2018 ASCO Annual Meeting!
Session: Genitourinary (Prostate) Cancer
Type: Poster Session
Time: Saturday June 2, 1:15 PM to 4:45 PM
Location: Hall A
Expression of immune checkpoints (ICs) on circulating tumor cells (CTCs) in men with metastatic prostate cancer (mPC).
Genitourinary (Prostate) Cancer
2018 ASCO Annual Meeting
Poster Board Number:
Poster Session (Board #286)
J Clin Oncol 36, 2018 (suppl; abstr 5059)
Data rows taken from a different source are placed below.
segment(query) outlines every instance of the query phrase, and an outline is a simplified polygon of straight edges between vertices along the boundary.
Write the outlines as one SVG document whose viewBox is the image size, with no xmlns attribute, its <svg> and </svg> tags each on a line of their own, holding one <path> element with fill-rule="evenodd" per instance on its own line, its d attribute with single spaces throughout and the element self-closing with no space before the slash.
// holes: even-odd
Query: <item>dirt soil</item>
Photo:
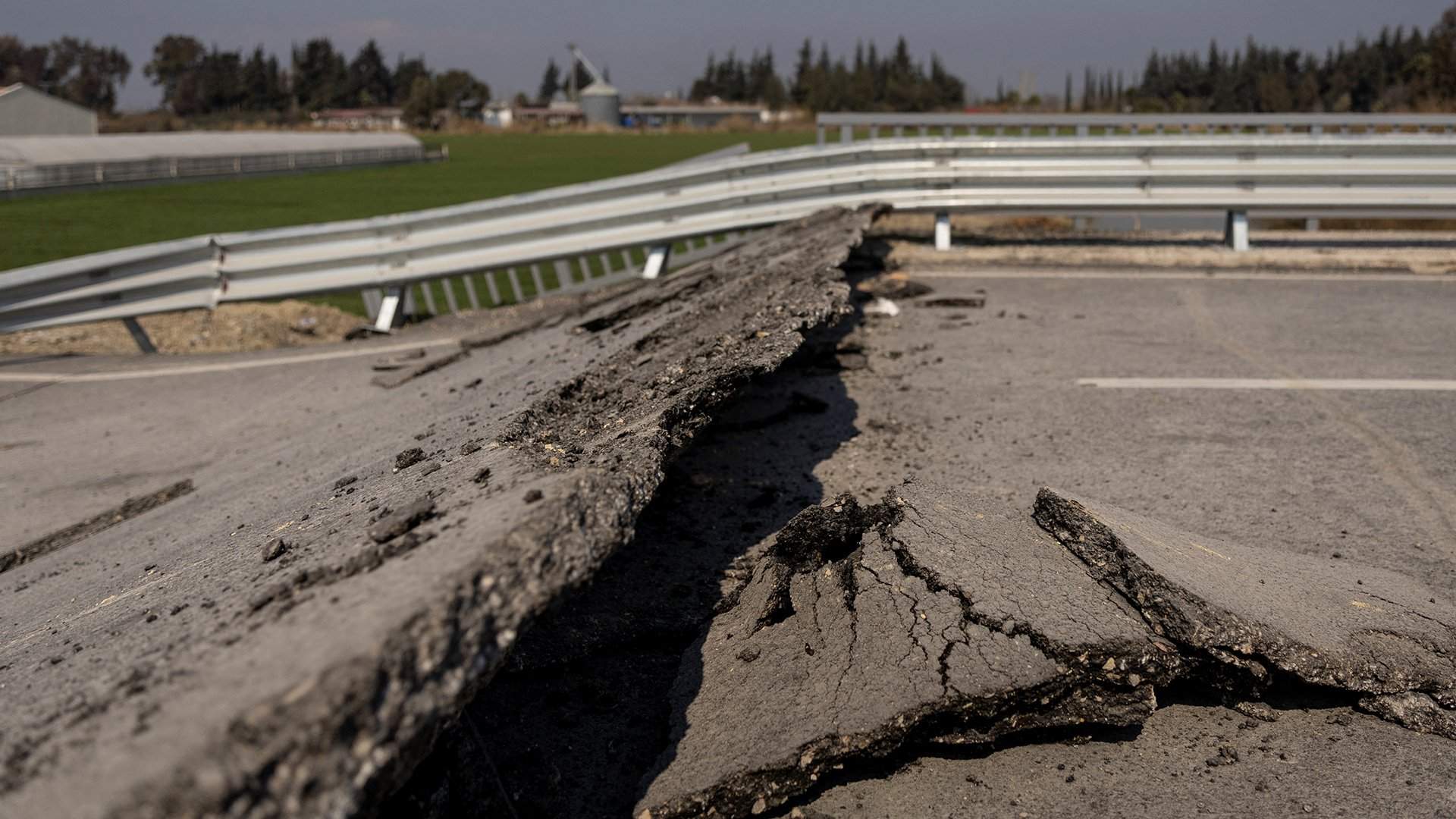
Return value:
<svg viewBox="0 0 1456 819">
<path fill-rule="evenodd" d="M 1447 595 L 1010 501 L 1041 459 L 932 340 L 1031 322 L 916 284 L 725 408 L 380 815 L 1450 815 Z"/>
<path fill-rule="evenodd" d="M 344 341 L 364 319 L 328 305 L 285 299 L 220 305 L 137 319 L 157 353 L 242 353 Z M 127 356 L 137 342 L 119 321 L 0 334 L 0 356 Z"/>
</svg>

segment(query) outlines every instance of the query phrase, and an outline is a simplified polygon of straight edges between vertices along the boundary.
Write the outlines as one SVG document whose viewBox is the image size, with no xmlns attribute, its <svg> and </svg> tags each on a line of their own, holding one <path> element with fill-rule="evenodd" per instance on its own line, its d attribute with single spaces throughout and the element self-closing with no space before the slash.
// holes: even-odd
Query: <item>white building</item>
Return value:
<svg viewBox="0 0 1456 819">
<path fill-rule="evenodd" d="M 0 136 L 92 136 L 96 112 L 25 83 L 0 87 Z"/>
</svg>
Author(s): Tian Zhang, Rebecca Garland Austin, Sally E Park, Daniella Runyambo, Rengasamy Boominathan, Chandra Rao, Elizabeth Bronson, Monika Anand, Patrick Healy, Daniel J. George, Megan Ann McNamara, Andrew J. Armstrong; Duke University Medical Center, Durham, NC; Emory University School of Medicine, Atlanta, GA; Albert Einstein College of Medicine, New York, NY; Duke Cancer Institute, Duke University, Durham, NC; Veridex LLC, Huntingdon Valley, PA; Duke University, Durham, NC; Duke University Medical Center, Mornsville, NC
Background: Most immune checkpoint inhibitors have shown limited efficacy in unselected men with mPC, and there is limited understanding about which ICs are relevant in mPC. We evaluated ICs on the cell surface of CTCs in patients (pts) with mPC. Methods: Pts were enrolled prospectively at the Duke Cancer Center in three cohorts: A) metastatic castration resistant prostate cancer (mCRPC) starting abiraterone acetate (AA) or enzalutamide (enza), B) mCRPC after AA or enza, and C) metastatic hormone sensitive PC (mHSPC). The Cellsearch platform was used to capture EpCAM- and CK-expressing CTCs and analyzed for PD-L1, PD-L2, B7-H3, and CTLA-4 expression at baseline, 12 weeks, and disease progression. Results: Through December 2017, we enrolled 18 pts (6 in cohort A, 8 in cohort B, and 4 in cohort C). CTCs were detectable in every cohort. At baseline, B7-H3 was the most prevalent IC while the other ICs were detected less frequently (Table 1). PD-L1 expression on CTCs was heterogeneous between and within pts; PD-L1 expression also changed during treatment and upon disease progression (Table 1). Rare CTCs expressed CTLA-4 and PD-L2, mostly in cohort B. Conclusions: Patients with mPC have detectable and heterogeneous ICs on CTCs, particularly PD-L1 and B7-H3, which can be monitored over time. B7-H3 was the most prevalent IC on CTCs, regardless of disease state. Our preliminary data suggest that pts with mCRPC post-enza/AA have higher levels of IC expression on CTCs compared with pts with mHSPC and mCRPC prior to enza/AA. We found evidence for heterogeneous CTC expression of CTLA-4 and PD-L2, particularly in men with mCRPC post-AA/enza.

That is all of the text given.